I probably could ruminate on this all day. There's so much to say, so much that can and should be done. But more than anything else, I'm just afraid that we will sit here and watch the opportunity slip through our fingers like sand.

And that's why it's SO important that you contact your members of Congress and tell them that you want reform and you want it now. To find your Senators, go here. To find your Representative, go here. Don't let yourself be spooked by television ads paid for by the health insurance industry. Stand up and demand health care reform now. If you don't make the effort, we can't win. It's a phone call. Do it now. Jennifer


  1. Hey Jennifer, hope everything is going well. Someone said in the bill, there is a part where if you do not take innoculations or other procedures, they will call the State in so you are forced to--I'm also thinking blood transfusions? Do you know anything about this?

    I've heard bad stories about all the countries mentioned above because they rate you on your worth--if you have x amount of pre-existing, they may choose not to treat you.

    They took Repliva off the formulary (iron) so it's not covered. It's only 33$ a month. It's a lot less expensive than a blood transfusion ;-).

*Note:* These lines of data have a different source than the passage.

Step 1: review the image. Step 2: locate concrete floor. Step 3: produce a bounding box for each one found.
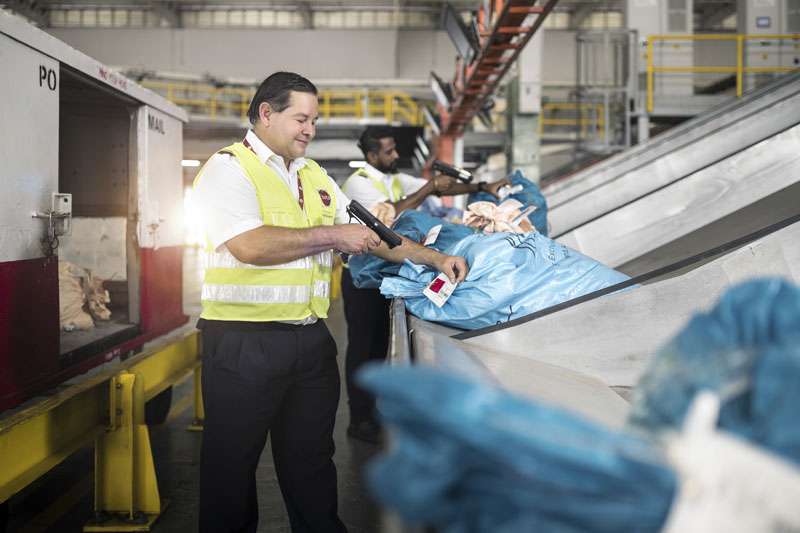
[7,249,381,533]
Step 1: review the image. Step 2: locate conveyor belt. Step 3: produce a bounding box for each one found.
[454,222,800,387]
[544,72,800,260]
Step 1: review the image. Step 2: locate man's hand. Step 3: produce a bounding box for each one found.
[484,178,511,200]
[332,224,381,255]
[432,174,456,193]
[436,254,469,283]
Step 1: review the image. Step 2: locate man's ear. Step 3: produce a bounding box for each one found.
[258,102,273,126]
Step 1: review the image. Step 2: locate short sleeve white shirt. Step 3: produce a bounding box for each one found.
[192,130,350,252]
[346,164,427,209]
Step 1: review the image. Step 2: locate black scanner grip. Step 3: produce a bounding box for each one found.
[347,200,403,248]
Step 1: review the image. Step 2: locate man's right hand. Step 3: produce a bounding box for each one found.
[433,174,456,193]
[333,224,381,255]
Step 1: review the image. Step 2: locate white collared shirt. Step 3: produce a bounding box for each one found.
[347,163,427,209]
[192,130,350,252]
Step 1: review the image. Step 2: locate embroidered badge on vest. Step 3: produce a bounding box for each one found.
[317,189,331,207]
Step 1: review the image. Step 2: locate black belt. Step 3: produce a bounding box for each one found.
[197,318,312,331]
[451,215,800,340]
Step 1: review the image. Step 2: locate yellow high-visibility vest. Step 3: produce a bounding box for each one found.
[194,143,336,322]
[342,168,403,202]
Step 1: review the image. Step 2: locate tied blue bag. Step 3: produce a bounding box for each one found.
[381,232,629,330]
[467,170,547,237]
[629,279,800,465]
[358,366,676,533]
[347,209,475,289]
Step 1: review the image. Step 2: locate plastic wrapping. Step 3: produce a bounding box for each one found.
[381,232,629,330]
[358,280,800,533]
[467,170,547,237]
[348,210,475,289]
[630,279,800,464]
[359,366,675,533]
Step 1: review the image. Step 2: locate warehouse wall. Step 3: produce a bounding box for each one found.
[48,28,735,89]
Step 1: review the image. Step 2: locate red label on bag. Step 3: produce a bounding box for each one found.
[428,278,444,292]
[317,189,331,207]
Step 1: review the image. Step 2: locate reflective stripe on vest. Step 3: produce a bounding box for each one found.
[342,168,403,202]
[195,143,336,322]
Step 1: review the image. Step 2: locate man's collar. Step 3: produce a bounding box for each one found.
[244,130,306,169]
[363,163,391,180]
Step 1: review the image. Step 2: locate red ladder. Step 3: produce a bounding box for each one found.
[439,0,558,137]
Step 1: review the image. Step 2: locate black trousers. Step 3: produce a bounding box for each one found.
[198,319,346,533]
[342,268,391,423]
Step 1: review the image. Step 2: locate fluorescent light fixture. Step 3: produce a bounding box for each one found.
[442,2,478,65]
[422,106,442,135]
[417,135,431,157]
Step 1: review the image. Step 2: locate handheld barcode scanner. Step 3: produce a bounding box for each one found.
[342,200,403,262]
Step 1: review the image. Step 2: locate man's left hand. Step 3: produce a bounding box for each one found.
[484,178,511,200]
[436,254,469,283]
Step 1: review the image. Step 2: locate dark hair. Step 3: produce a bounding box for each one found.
[358,126,394,157]
[247,72,317,126]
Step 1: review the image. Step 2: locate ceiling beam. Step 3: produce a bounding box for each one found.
[150,1,183,28]
[5,0,50,26]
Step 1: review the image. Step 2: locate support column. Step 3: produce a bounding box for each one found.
[506,74,541,185]
[450,137,467,211]
[507,32,544,184]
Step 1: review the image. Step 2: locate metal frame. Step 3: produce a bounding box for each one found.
[0,332,203,531]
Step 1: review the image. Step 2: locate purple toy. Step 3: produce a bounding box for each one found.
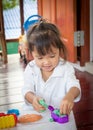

  2. Rabbit, this is a good example of the scare tactics people are using. I've read the drafts and there's no forced behavior. There are incentives to preventive care, but no requirements. Nobody would ever require you to have a blood transfusion -- that's insane. Remember that private insurance like you have now will still exist, and if you want to stay with it, you can.

    You're wrong about France, Germany, Netherlands. I have two friends who lived in the Netherlands until they just moved to Canada. They both have inflammatory bowel disease. They both got good, timely medical care in the Netherlands.

    It's awful that all this mis-information is going around. It makes people afraid of reform. None of this is true. Jennifer

  3. Netherlands still has for-profit health insurance too. The German system is quite good--spends basically half as much in GDP terms as we do and gets the same results.

  4. Also there is absolutely no way the government could compel someone to take vaccinations. The First Amendment prohibits that through the Freedom of Religion clause.